Una storia terribilmente realistica

Frame tratto da Talk to me

Realismo sembra essere la parola d’ordine per Talk to Me, le entità mostruose incontrate dai protagonisti sono pesanti, materiche, grottesche, non gli spiriti che ci aspetteremmo di vedere ma creature maligne e crudeli che mostrano tutti i segni delle violenza subita.

Anche nella rappresentazione del mondo degli adolescenti, protagonisti di questa storia, i fratelli Philippou risultano estremamente convincenti: i personaggi sono ragazzi come siamo stati anche noi, spinti dal medesimo bisogno di sentirsi accettati e, come è normale oggi, desiderosi di documentare qualsiasi esperienza. Le scene delle possessioni in questo senso sono davvero emblematiche, tutto quello che succede è ripreso e subito caricato sui social, come se le conseguenze di quello che fanno passassero in secondo piano di fronte al bisogno di condivisione.

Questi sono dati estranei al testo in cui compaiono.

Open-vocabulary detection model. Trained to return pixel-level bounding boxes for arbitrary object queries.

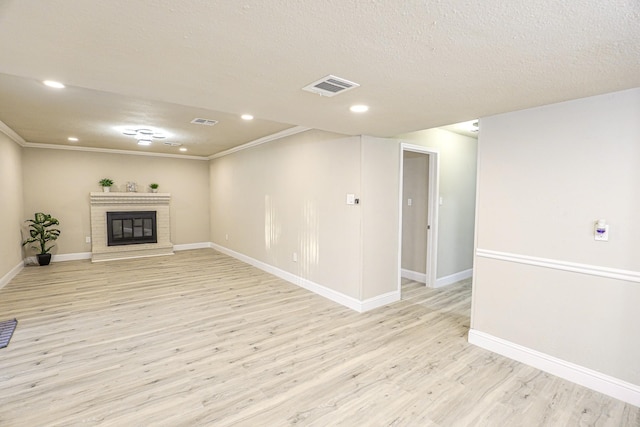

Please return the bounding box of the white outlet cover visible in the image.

Ottimo tutto il cast, ma soprattutto Sophie Wilde

Una scena di Talk to Me

Questa sensazione di forte realismo è veicolata dalla ottime interpretazioni del giovane cast, in particolare da quella di Sophia Wilde e di Joe Bird, che danno vita a due personaggi per cui empatizziamo nel corso di tutto il film. Wilde mette in scena un’ampissima gamma di emozioni, utilizzando il suo corpo per esprimere al meglio quello che prova ed i cambi di tono nella narrazione: non possiamo che ricordare la sequenza in cui viene posseduta per la prima volta, l’attrice riesce ad essere assolutamente terrificante, perfetta per un ruolo caratterizzato da una forte ambiguità e da inaspettate oscillazioni.

Anche il resto del cast merita di essere citato, anche se i comprimari e i personaggi secondari non hanno ovviamente lo stesso tempo in scena della protagonista, ci hanno colpito per quanto sono convincenti nei ruoli. Tra loro, in particolare, oltre alla Sue di Miranda Otto citiamo anche i bravissimi Otis Dhanji e Alexandra Jensen.

Un’allegoria che funziona

Una scena di Talk to Me
Come vi abbiamo anticipato, la possessione a cui gli adolescenti del film vanno volontariamente incontro è una chiara allegoria della dipendenza da droghe: è qualcosa che fanno in gruppo per sentirsi accettati, per sentirsi più grandi della loro età, per superare il dolore e la solitudine (come la protagonista Mia). Anche i cambiamenti fisici a cui vanno incontro ricordano gli effetti dell’uso di stupefacenti, come le pupille dilatate e la sensazione di estremo piacere che provano ogni volta (e che li spinge a rifarlo).
Senza per forza leggere Talk to Me come un monito contro l’abuso di droghe, non possiamo che vedere nel suo finale così negativo e privo di speranza un parallelismo con ciò che accade nella realtà se si supera quel punto di non ritorno.

Il finale, di cui non vi riveleremo nulla per evitare spoiler (ma a cui abbiamo dedicato un dettagliato approfondimento) è forse il momento più sorprendete dell’intero film: non c’è salvezza per chi ha giocato troppo con il fuoco, per chi si è avventurato in un territorio – quello dell’aldilà, degli spiriti – senza preoccuparsi delle possibili conseguenze e mettendo in pericolo gli altri. Il destino che lo aspetta è davvero peggiore della morte.

La recensione in breve

8.5 Sorprendente

Talk to Me è un horror tra i più riusciti degli ultimi anni: i fratelli Philippou confezionano una storia estremamente convincente, spaventosa e ricca di spunti di riflessione interessanti. Perfetto anche il giovane cast.